It can be seen immediately that, since the number k of the available observations is finite, the fact of minimizing the empirical error is not sufficient for minimizing the effective error. The general idea of the principle of minimization of the structural risk is to take into account the two terms of the second member of (4), rather than solely the empirical risk. This implies constraining the structure of the set of the functions f(x, α) among which the solution is sought so as to limit or even control the parameter h.

According to this principle, the development of new algorithms enabling control of the robustness of the learning systems can be envisaged.

The invention pertains to a new modeling technology of very general application, the essential characteristics of which concern the efficacy of the method, the simplicity of the models obtains, their robustness, i.e., their performance on data that have not been used for learning. The installation of this technique in an electronic or mechanical information-processing system equipped with sensors and model exploitation functions enables conception of a tool capable of adapting to and controlling an environment in which there exist complex and changing phenomena, and in which the sensors only partially take into account the set of the phenomena brought into play. Furthermore, the extreme simplicity of the models obtained provides the user of the tool with an intuitive comprehension of the phenomena he seeks to control. [0030]
The invention uses both the classic techniques, such as calculation of the covariance matrices, as well as more recent theories, such as those of statistical regularization and the consistency of the learning processes. The invention is comprised in that the covariance matrices are not used as such but according to a new process which consists on the one hand of perturbing the covariance matrix in a certain manner and on the other hand of adjusting the level of added noise in another manner. The manner in which one adds and controls noise to the data will be described here in a mathematical manner but it is possible to implement these operations in an electronic or mechanical manner. [0031]

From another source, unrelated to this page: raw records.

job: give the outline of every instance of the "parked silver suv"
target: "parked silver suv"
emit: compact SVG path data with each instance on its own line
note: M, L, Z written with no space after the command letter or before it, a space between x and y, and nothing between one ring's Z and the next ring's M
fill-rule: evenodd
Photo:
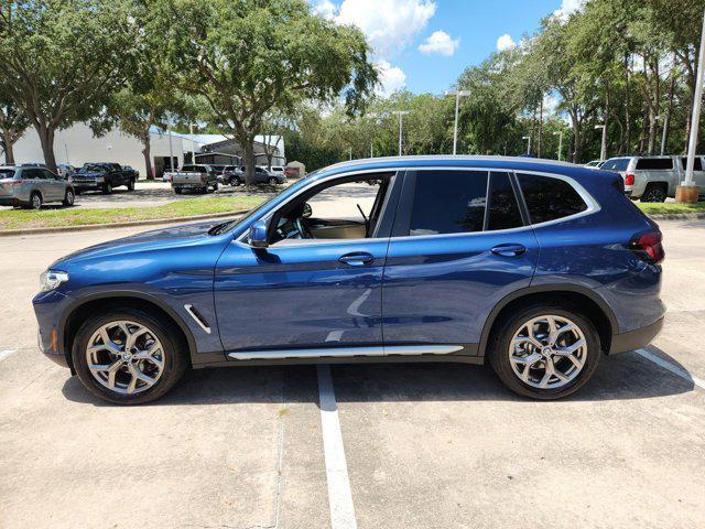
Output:
M675 196L675 187L685 180L686 156L617 156L607 160L600 168L614 171L625 179L625 194L641 202L664 202ZM703 156L695 156L693 179L705 194Z
M47 202L73 206L74 186L47 169L0 166L0 206L40 209Z

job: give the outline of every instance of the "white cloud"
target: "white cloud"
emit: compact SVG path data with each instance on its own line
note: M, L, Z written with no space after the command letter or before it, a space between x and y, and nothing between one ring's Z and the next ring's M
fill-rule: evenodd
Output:
M505 50L511 50L516 45L517 43L514 42L514 40L511 37L509 33L505 33L502 36L497 39L497 50L499 52L503 52Z
M330 0L318 0L313 7L313 13L324 19L335 19L336 6Z
M433 0L317 0L314 12L339 24L358 26L380 57L398 55L436 12Z
M378 61L375 66L379 71L380 87L377 91L380 96L389 97L406 86L406 74L399 66L392 66L387 61Z
M561 7L553 12L553 15L565 21L571 14L583 9L586 1L587 0L562 0Z
M423 44L419 46L419 51L425 55L437 53L444 57L449 57L460 45L460 39L451 39L445 31L434 31Z

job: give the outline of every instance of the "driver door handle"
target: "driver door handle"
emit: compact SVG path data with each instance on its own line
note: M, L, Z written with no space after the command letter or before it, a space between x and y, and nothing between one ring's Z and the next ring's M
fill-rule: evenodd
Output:
M340 256L338 261L345 262L351 267L362 267L372 262L375 257L371 253L366 251L354 251L352 253L346 253L345 256Z

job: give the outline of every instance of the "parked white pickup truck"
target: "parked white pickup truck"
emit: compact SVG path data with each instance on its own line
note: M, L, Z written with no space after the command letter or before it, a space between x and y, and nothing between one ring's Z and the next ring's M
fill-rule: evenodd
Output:
M184 191L208 193L218 188L218 176L210 165L184 165L180 171L164 173L164 180L172 183L174 193Z
M641 202L664 202L675 197L675 188L685 180L686 156L616 156L607 160L600 169L615 171L625 179L625 194ZM693 180L701 187L701 199L705 196L705 163L695 156Z

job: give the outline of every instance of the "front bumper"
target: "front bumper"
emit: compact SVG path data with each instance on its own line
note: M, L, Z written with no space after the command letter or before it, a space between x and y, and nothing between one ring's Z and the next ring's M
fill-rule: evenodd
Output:
M629 331L627 333L615 334L612 335L609 354L615 355L617 353L626 353L628 350L646 347L659 335L661 328L663 328L663 317L660 317L646 327L636 328L634 331Z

The invention is comprised of a process for modeling digital data from a data sample, comprising means for acquiring the input data, means for preparing the input data, means for constructing a model by learning on the data processed, means for analyzing the performances of the model obtained, means for exploiting the model obtained, characterized in that one controls the consistency of the classic machine learning regression process by the addition to the covariance of a perturbation in the form of a matrix H dependent on a vector of k parameters Λ=(λ[0032] ₁, λ₂, . . . λ_k) or in the form of the product of a scalar λ times a matrix H, during the calculation of the model. The matrix H can be such that H(p+1, p+1) is different from at least one of the terms H(i, i) for i comprised between 1 and p.
Subsequently, two numbers are considered to be close when their relative deviation does not exceed 10%. [0033]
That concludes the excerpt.